ON-Lion Letter
In a late-October paper from the George C. Marshall Institute in Arlington, Va., its chief executive officer William O'Keefe examines federal biofuels policy, concluding that federal subsidies and mandates for ethanol and its derivatives -- notably, cellulosic ethanol -- have failed.

O'Keefe argues in "Biofuel Policy Follies" that federal mandates and monetary supports for biofuels have had little positive impact, but have come at great cost to the American public.  "For almost 30 years, the U.S. pursuit of a biofuels policy to reduce dependence on foreign oil and improve air quality has been a case study in misguided policy and unintended consequences, namely, promoting crony capitalism," according to O'Keefe.

A particularly acute example of policy follow is the decision to mandate specific targets and timetables for use of cellulosic ethanol, he writes.  Energy legislation approved in 2007 mandated the use of 100 million gallons of cellulosic ethanol in 2010, growing to 16 billion gallons in 2022.

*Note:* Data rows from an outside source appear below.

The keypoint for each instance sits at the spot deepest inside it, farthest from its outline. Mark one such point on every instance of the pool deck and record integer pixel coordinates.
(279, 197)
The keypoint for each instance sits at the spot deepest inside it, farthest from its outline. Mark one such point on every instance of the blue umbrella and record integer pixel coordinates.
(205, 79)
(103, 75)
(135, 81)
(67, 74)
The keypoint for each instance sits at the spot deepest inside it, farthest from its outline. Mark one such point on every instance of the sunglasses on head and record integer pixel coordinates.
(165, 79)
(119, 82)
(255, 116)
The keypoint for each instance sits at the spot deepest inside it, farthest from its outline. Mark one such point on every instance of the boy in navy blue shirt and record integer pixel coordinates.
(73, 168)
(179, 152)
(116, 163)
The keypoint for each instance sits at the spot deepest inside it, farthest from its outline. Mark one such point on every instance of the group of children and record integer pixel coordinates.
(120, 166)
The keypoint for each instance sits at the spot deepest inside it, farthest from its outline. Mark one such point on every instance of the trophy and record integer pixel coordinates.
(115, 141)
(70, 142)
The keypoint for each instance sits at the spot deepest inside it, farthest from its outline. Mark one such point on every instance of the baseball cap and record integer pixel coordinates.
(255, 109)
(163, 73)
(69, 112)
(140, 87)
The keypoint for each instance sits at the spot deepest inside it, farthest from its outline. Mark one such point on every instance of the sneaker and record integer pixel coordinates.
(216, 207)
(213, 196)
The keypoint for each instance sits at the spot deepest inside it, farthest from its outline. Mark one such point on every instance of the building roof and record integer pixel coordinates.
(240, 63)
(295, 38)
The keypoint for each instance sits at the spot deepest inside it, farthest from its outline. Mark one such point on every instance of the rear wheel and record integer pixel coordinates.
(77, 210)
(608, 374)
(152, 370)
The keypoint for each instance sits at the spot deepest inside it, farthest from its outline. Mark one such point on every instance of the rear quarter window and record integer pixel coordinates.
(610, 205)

"The mandate ... reflects breath-taking ignorance and political hubris," O'Keefe's paper says.  "The notion that government believes it can mandate specific targets and timetables when no facility and no technology existed to achieve any of the mandate's goals is incomprehensible."

The Lynde and Harry Bradley Foundation in Milwaukee supports the George C. Marshall Institute.